Disclaimer: IANAL!!!! The answer are provided without any guarantee of
accuracy.

On 22.01.2007 07:08:04 Praveen Nayak wrote:
> Hi,
>    
>   I want to use the Batik viewer as a part of my application, and the
>   license file that shipped along with Batik managed to confuse me.
>    
>   There are a few gaps in my understanding of the license. It will be
>   nice if anyone can fill them up for me.
>    
>   1. Should the Batik license be added at the place the JAR files
>   (batik-all.jar etc) are placed or where the license of the
>   application is placed?

That's more or less up to you. It should be in a place where people can
easily identify which license applies to which artifact.
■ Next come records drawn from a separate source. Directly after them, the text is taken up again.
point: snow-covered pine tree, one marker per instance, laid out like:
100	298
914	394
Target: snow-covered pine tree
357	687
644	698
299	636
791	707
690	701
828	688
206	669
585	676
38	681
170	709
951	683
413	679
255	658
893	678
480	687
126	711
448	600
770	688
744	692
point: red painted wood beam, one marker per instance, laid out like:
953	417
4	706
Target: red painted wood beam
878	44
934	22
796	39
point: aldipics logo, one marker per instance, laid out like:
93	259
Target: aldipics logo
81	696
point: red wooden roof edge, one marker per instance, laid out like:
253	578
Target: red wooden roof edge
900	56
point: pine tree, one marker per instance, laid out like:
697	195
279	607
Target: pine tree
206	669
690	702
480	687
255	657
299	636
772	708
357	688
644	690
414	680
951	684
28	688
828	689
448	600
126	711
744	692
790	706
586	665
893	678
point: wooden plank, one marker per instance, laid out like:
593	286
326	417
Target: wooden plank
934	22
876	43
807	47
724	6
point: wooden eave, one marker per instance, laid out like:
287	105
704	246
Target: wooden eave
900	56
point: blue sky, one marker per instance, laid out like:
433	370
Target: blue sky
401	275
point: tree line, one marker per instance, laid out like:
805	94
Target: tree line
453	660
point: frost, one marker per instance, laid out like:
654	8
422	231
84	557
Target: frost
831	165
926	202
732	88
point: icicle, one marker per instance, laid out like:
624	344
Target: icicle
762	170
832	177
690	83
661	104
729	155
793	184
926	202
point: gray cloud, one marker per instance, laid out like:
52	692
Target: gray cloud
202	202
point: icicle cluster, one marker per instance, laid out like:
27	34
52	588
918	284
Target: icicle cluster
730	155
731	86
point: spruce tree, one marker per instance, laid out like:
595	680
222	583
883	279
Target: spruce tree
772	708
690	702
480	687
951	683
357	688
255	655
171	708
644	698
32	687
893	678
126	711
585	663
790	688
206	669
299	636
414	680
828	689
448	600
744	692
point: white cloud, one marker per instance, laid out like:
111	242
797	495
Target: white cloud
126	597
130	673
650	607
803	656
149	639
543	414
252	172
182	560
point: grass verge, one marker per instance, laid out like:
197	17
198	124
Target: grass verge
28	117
The next Batik release will even contain the license in the META-INF of
each JAR. That will make it easier.

>   2. Can the license file name be changed (from the current name -
>   license) if it clashes with other file name?

Yes, of course. We do the same for third-party JARs in the lib directory.

>   3. I have made a small modification to one of the files that is a
>   part of Batik. Is the requirement only that I should update the
>   source .java file comments to add info that I changed it, package
>   it into a jar and ship that jar, or should I mention this change somewhere
>   else as well.

If you ship a binary, the change is not visible, so it makes sense to
note that in either the NOTICE file or a separate README.

>   4. The end of the license file has the line:
>   Copyright [yyyy] [name of the copyright owner] and instructions to modify 
> it.
>    
>   Where must this be modified? In this same license file or somewhere else?

That only applies if you build your own ALv2 licensed project. At the
ASF, we use a slightly different license header now in our source files.
If you modify a source file from Batik, you can add the above line with
your own copyright (which then applies to the part you changed). But
that is not strictly mandatory.

However, if you modified Batik in a way that Batik would profit from it,
please consider sending a patch to improve it so you don't have to track
all changes in the future.

>   I am sorry if my questions appear naive, but this is the first time
>   I am using an open source project.

Don't worry. These are all no-nonsense questions.